Learn more: Social Research
Analysis of cross-sectional studies
In a cross-sectional study, to calculate prevalence, multiple parameters are measured simultaneously – questions, observations, and answers.
Prevalence = No of cases at a given time / No of people at the same given time
For continuous variables, they fall along a continuum within a given range. To calculate prevalence, the values have to be below or above a predetermined level or else median levels may be calculated.
Cross-Sectional Studies Advantages and Disadvantages
Here are some of the key advantages and disadvantages of conducting online research using cross-sectional study.
Advantages of cross-sectional studies
- Relatively quick to conduct
- All variables are collected at one go
- Multiple outcomes can be researched at once
- Prevalence for all factors can be measured
- Good for descriptive analysis
- Can be used as a springboard for further research
Disadvantages of cross-sectional studies
- Cannot be used to get timeline based research
- Tough to find people that fall under the exact same variables
- Associations are tough to interpret
- When strong feelings are involved, there could be the case of a bias
- Does not help to determine cause
Cross-Sectional vs. Longitudinal Studies
Even though they are both quantitative research methods, there are a few differences between cross-sectional studies vs longitudinal studies.
In cross-sectional studies, the variables are collected at a certain given point of time but longitudinal studies span across multiple sessions and the variables could change.
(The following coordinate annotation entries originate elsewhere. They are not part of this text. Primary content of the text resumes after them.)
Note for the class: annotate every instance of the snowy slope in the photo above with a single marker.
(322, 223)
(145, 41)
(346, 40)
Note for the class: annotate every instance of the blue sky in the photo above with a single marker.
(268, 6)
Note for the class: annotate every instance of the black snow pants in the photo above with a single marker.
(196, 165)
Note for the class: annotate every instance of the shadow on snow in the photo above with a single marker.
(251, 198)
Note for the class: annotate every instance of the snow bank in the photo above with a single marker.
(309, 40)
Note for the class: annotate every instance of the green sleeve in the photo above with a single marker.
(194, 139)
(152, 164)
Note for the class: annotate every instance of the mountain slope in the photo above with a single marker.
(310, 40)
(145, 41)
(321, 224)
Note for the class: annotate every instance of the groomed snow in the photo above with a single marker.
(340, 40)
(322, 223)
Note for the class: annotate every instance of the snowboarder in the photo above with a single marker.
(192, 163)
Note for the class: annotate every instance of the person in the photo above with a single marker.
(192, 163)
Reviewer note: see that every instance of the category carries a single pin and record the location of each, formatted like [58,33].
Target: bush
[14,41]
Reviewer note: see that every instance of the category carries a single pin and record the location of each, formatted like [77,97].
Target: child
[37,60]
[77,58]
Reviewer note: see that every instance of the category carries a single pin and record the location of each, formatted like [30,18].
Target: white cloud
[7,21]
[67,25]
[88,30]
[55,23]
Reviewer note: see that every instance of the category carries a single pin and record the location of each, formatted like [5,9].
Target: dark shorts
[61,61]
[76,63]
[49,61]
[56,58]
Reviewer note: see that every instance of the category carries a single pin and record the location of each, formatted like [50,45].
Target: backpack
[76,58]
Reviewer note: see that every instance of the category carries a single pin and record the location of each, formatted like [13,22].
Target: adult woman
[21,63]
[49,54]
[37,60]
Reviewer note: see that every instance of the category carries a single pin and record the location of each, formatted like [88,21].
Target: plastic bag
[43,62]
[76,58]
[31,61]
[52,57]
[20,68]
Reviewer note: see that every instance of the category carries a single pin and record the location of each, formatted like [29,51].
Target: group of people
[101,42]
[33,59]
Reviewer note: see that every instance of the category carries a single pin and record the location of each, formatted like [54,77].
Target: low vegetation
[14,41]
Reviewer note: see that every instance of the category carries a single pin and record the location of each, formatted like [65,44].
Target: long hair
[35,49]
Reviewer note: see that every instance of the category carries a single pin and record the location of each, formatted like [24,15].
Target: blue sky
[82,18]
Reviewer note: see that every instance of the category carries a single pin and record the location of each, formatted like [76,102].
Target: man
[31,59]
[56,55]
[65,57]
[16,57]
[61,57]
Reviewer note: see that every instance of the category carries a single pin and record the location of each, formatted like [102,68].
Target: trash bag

Cross-sectional studies are preferred to find common points between variables but longitudinal studies, due to their nature are then used to dissect the research from the cross-sectional study even further.
Create & Analyze Cross-sectional study Survey
The other factor is that due to the longevity of the research, there could be attrition in the longitudinal study which skews the results finding and the corresponding research whereas, in cross-sectional research, there’s no chance of that happening because the study is done with the same variables and sometimes at the same time of collection of variables.